Lucy Dunn: Missing facts to ‘Is Disney paying its share in Anaheim?’
The LA Times report, Is Disney paying its share in Anaheim?, by its header, select information, and lack of context, leads a reader by the nose to a wrong conclusion. The correct answer, however, is a resounding “yes.” Missing from the story are some undisputed facts:
Fact. Disneyland is Anaheim’s largest taxpayer, by far. Disney paid over $125 million in taxes to Anaheim and its schools last year, and this number continues to grow every year.
Fact. Disneyland is not only Anaheim’s but Orange County’s largest employer, and California’s largest single site employer, with nearly 30,000 direct jobs. Disney’s activity has led to tens of thousands of new jobs in the region’s vibrant tourist economy.

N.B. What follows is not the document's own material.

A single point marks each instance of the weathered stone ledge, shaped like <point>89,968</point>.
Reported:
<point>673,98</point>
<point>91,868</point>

Fact. In the early 1990s, Anaheim suffered blight and congestion. But in 1996, the City of Anaheim, under the bold leadership of its council and Mayor Tom Daly, now Assemblyman, worked with Disney through a public-private partnership to create the Anaheim Resort. Each element of that partnership went through tough negotiations, which residents and visitors now judge a success. The agreement transformed Anaheim into a place of pride. Furthermore, the resort district benefits a wide range of businesses in Anaheim, all contributing to a robust Orange County economy. And driven by Disneyland, the resort district brings a net surplus of $81 million per year, and growing, to Anaheim’s budget.

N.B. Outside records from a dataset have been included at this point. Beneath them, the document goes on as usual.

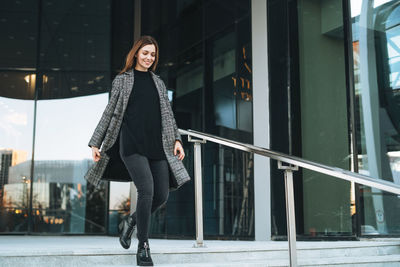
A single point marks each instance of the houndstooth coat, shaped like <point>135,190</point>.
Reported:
<point>110,166</point>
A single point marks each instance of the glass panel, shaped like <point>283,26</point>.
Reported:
<point>210,92</point>
<point>16,133</point>
<point>376,53</point>
<point>75,78</point>
<point>324,117</point>
<point>18,34</point>
<point>62,158</point>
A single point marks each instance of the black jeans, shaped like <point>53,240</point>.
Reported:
<point>151,178</point>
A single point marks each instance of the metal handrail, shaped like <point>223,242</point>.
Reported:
<point>294,162</point>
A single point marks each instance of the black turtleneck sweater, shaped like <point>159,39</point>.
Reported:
<point>141,124</point>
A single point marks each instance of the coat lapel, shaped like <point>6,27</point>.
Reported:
<point>128,84</point>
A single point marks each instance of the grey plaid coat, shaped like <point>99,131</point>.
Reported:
<point>110,166</point>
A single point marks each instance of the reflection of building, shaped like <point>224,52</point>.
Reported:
<point>8,159</point>
<point>300,77</point>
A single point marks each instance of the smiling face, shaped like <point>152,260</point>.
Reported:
<point>145,57</point>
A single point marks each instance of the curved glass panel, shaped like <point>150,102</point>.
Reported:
<point>16,135</point>
<point>376,52</point>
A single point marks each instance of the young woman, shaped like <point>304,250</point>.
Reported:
<point>138,129</point>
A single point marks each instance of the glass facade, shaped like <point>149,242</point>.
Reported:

Fact. Most out-of-towners who visit the Anaheim Resort and Disneyland stay in hotels. Hotel taxes collected in Anaheim have tripled. And hotel taxes are 100% allocated to a city’s general fund, unlike property taxes and sales taxes, which are apportioned among the state, schools, city and county government. Prior Anaheim leaders wisely pushed to maximize the benefit from the Anaheim Resort through hotel taxes, and it’s worked. The most recently approved city budget projects over $155 million in hotel bed tax revenue this upcoming fiscal year—that’s about half of the city’s entire budget, directly attributable to the resort.
Fact. A so-called “gate tax” affects both residents and visitors—any dollar tax paid by a resident or visitor to government means one less dollar spent for goods and services provided by local private sector businesses—the real drivers of a thriving economy. Thankfully, Anaheim agreed not to impose such a gate tax for decades to come in exchange for billions in investment and new attractions.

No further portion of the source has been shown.